What is a RequestList in Crawlee and how do I use it?
A RequestList in Crawlee is a data structure that manages a static list of URLs to be crawled. It's one of two primary sources for managing crawl targets in Crawlee (the other being RequestQueue). RequestList is ideal when you have a predetermined list of URLs that you want to scrape, such as product pages, search result URLs, or a sitemap.
Unlike RequestQueue, which is designed for dynamic crawling where new URLs are discovered and added during the crawl, RequestList works with a fixed set of URLs defined at initialization. This makes it perfect for scenarios where you know all the URLs upfront.
Key Features of RequestList
RequestList provides several important features:
- Persistence: Automatically saves progress to disk, allowing you to resume interrupted crawls
- Deduplication: Ensures each URL is processed only once, even if added multiple times
- Error Handling: Tracks failed requests and allows retry logic
- Memory Efficiency: Handles large lists of URLs without loading everything into memory at once
- State Management: Tracks which URLs have been processed, are pending, or have failed
Basic Usage
Here's a simple example of creating and using a RequestList in JavaScript/TypeScript:
import { CheerioCrawler, RequestList } from 'crawlee';
// Create a RequestList with URLs
const requestList = await RequestList.open('my-list', [
{ url: 'https://example.com/page1' },
{ url: 'https://example.com/page2' },
{ url: 'https://example.com/page3' },
]);
// Create a crawler that uses the RequestList
const crawler = new CheerioCrawler({
requestList,
async requestHandler({ request, $, enqueueLinks }) {
const title = $('title').text();
console.log(`Title of ${request.url}: ${title}`);
// Extract data as needed
const data = {
url: request.url,
title: title,
// Add more extracted data
};
await Dataset.pushData(data);
},
});
// Run the crawler
await crawler.run();
Python Implementation
Crawlee also supports Python, and RequestList works similarly:
from crawlee.beautifulsoup_crawler import BeautifulSoupCrawler
from crawlee.request_list import RequestList
async def main():
# Create a RequestList with URLs
request_list = await RequestList.open(
name='my-list',
requests=[
{'url': 'https://example.com/page1'},
{'url': 'https://example.com/page2'},
{'url': 'https://example.com/page3'},
]
)
# Create a crawler
crawler = BeautifulSoupCrawler(
request_list=request_list,
)
@crawler.router.default_handler
async def request_handler(context):
title = context.soup.title.string if context.soup.title else 'No title'
context.log.info(f'Title of {context.request.url}: {title}')
# Extract and save data
await context.push_data({
'url': str(context.request.url),
'title': title,
})
# Run the crawler
await crawler.run()
if __name__ == '__main__':
import asyncio
asyncio.run(main())
Adding Custom Data to Requests
You can attach custom metadata to each request in the RequestList. This is useful for passing additional context that you'll need during processing:
const requestList = await RequestList.open('my-list', [
{
url: 'https://example.com/products/laptop',
userData: {
category: 'electronics',
priority: 'high',
},
},
{
url: 'https://example.com/products/book',
userData: {
category: 'books',
priority: 'low',
},
},
]);
const crawler = new CheerioCrawler({
requestList,
async requestHandler({ request, $ }) {
const category = request.userData.category;
const priority = request.userData.priority;
console.log(`Processing ${category} with ${priority} priority`);
// Use the custom data in your scraping logic
},
});
Loading URLs from a File
For large lists of URLs, you can load them from a file:
import { readFileSync } from 'fs';
import { RequestList } from 'crawlee';
// Read URLs from a file (one URL per line)

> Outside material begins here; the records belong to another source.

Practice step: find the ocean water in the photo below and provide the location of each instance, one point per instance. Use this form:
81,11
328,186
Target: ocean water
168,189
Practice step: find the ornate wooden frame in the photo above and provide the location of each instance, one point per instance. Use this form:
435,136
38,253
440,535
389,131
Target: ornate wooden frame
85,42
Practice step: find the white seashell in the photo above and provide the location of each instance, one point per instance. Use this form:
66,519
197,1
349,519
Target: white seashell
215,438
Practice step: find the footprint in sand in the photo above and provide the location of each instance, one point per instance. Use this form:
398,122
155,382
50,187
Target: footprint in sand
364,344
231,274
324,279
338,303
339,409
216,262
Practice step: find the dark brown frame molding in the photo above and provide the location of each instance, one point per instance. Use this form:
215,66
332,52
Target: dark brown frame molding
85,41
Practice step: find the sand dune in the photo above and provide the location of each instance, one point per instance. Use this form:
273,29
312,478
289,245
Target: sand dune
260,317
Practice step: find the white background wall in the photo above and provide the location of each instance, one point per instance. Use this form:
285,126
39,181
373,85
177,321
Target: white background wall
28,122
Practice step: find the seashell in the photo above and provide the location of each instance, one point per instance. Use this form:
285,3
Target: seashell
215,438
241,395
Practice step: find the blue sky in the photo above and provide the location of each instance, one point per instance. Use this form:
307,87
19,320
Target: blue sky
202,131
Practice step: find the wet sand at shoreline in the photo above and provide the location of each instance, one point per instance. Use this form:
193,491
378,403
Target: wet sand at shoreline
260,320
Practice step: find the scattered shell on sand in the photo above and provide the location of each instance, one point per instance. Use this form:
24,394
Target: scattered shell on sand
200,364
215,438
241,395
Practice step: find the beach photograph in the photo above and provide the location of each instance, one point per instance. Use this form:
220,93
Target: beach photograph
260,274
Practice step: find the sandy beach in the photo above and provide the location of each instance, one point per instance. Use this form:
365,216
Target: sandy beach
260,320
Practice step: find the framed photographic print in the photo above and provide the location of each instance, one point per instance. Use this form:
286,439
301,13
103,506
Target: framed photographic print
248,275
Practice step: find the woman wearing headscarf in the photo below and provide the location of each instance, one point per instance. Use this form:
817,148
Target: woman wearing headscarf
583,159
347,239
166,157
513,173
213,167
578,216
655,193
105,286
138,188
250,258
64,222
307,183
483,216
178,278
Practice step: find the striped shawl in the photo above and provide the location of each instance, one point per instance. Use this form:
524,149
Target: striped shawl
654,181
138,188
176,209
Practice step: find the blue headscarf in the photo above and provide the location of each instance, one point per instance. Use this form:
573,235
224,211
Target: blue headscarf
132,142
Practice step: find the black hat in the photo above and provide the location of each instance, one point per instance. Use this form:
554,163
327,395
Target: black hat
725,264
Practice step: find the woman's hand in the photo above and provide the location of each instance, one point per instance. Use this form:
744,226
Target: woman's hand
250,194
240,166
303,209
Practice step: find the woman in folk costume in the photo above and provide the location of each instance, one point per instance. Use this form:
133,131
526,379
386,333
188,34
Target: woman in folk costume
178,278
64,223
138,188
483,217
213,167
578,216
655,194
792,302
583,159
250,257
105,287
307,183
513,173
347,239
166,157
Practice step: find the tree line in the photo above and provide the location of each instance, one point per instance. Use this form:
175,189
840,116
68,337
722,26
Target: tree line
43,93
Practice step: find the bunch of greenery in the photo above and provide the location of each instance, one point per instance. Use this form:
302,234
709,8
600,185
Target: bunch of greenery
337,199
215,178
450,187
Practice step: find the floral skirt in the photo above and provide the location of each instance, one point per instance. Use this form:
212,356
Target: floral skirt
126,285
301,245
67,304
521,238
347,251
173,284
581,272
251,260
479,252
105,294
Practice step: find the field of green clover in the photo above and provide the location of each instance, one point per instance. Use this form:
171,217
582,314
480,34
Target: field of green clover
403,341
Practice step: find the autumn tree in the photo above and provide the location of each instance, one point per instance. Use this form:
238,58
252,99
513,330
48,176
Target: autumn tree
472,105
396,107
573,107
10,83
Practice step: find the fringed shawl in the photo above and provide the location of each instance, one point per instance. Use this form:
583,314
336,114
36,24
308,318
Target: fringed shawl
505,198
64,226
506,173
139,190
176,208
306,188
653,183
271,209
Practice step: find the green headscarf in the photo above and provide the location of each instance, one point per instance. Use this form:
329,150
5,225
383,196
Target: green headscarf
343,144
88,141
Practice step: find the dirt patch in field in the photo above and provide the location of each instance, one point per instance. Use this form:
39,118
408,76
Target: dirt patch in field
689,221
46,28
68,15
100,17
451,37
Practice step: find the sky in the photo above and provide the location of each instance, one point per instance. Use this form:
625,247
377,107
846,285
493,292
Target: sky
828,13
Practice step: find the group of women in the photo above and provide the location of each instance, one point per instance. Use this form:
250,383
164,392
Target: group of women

const urls = readFileSync('urls.txt', 'utf-8')
.split('\n')
.filter(url => url.trim())
.map(url => ({ url: url.trim() }));
const requestList = await RequestList.open('my-list', urls);
Or from a JSON file:
import { readFileSync } from 'fs';
const urls = JSON.parse(readFileSync('urls.json', 'utf-8'));
const requestList = await RequestList.open('my-list', urls);
RequestList vs RequestQueue
Understanding when to use RequestList versus RequestQueue is crucial:
Use RequestList when: - You have a predetermined list of URLs - URLs are known before the crawl starts - You're scraping a specific set of pages (e.g., from a sitemap) - You need to crawl the same list multiple times - You want simple, file-based persistence
Use RequestQueue when: - URLs are discovered during crawling - You need to follow links dynamically - The crawl scope expands as you discover new pages - You need distributed crawling across multiple machines - You want cloud-based persistence
You can also use both together:
const requestList = await RequestList.open('start-urls', [
{ url: 'https://example.com/category1' },
{ url: 'https://example.com/category2' },
]);
const requestQueue = await RequestQueue.open('discovered-urls');
const crawler = new PlaywrightCrawler({
requestList,
requestQueue,
async requestHandler({ request, page, enqueueLinks }) {
// Scrape the current page
const title = await page.title();
console.log(`Title: ${title}`);
// Discover and add new links to the queue
await enqueueLinks({
selector: 'a.product-link',
transformRequestFunction: (req) => {
req.userData = { foundOn: request.url };
return req;
},
});
},
});
await crawler.run();
This approach is similar to how you navigate to different pages using Puppeteer, where you can combine predefined navigation with dynamic link discovery.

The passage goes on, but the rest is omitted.